Total global military expenditure increased by 0.7 percent in real terms in 2021, to reach $2113 billion. The five largest spenders in 2021 were the United States, China, India, the United Kingdom and Russia, together accounting for 62% of expenditure, according to new data on global military spending published today by the Stockholm International Peace Research Institute (SIPRI).
“Even amid the economic fallout of the Covid-19 pandemic, world military spending hit record levels,” said Dr Diego Lopes da Silva, Senior Researcher with SIPRI’s Military Expenditure and Arms Production Programme. “There was a slowdown in the rate of real-terms growth due to inflation. In nominal terms, however, military spending grew by 6.1 percent.”
World military spending continued to grow in 2021, reaching an all-time high of $2.1 trillion. This was the seventh consecutive year that spending increased. As a result of a sharp economic recovery in 2021, the global military burden-world military expenditure as a share of world gross domestic product (GDP)-fell by 0.1 percentage points, from 2.3 percent in 2020 to 2.2 percent in 2021.
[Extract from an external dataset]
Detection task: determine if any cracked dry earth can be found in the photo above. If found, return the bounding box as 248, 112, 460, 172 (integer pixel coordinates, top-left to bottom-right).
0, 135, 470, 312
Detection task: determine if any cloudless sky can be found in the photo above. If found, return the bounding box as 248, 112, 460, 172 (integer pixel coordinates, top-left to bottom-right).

US military spending amounted to $801 billion in 2021, a drop of 1.4 per cent from 2020. The US military burden decreased slightly from 3.7 percent of GDP in 2020 to 3.5 percent in 2021. China, the world’s second largest spender, allocated an estimated $293 billion to its military in 2021, an increase of 4.7 percent compared with 2020. China’s military spending has grown for 27 consecutive years. The 2021 Chinese budget was the first under the 14th Five-Year Plan, which runs until 2025. Russia increased its military expenditure by 2.9 percent in 2021, to $65.9 billion, at a time when it was building up its forces along the Ukrainian border. This was the third consecutive year of growth and Russia’s military spending reached 4.1 percent of GDP in 2021.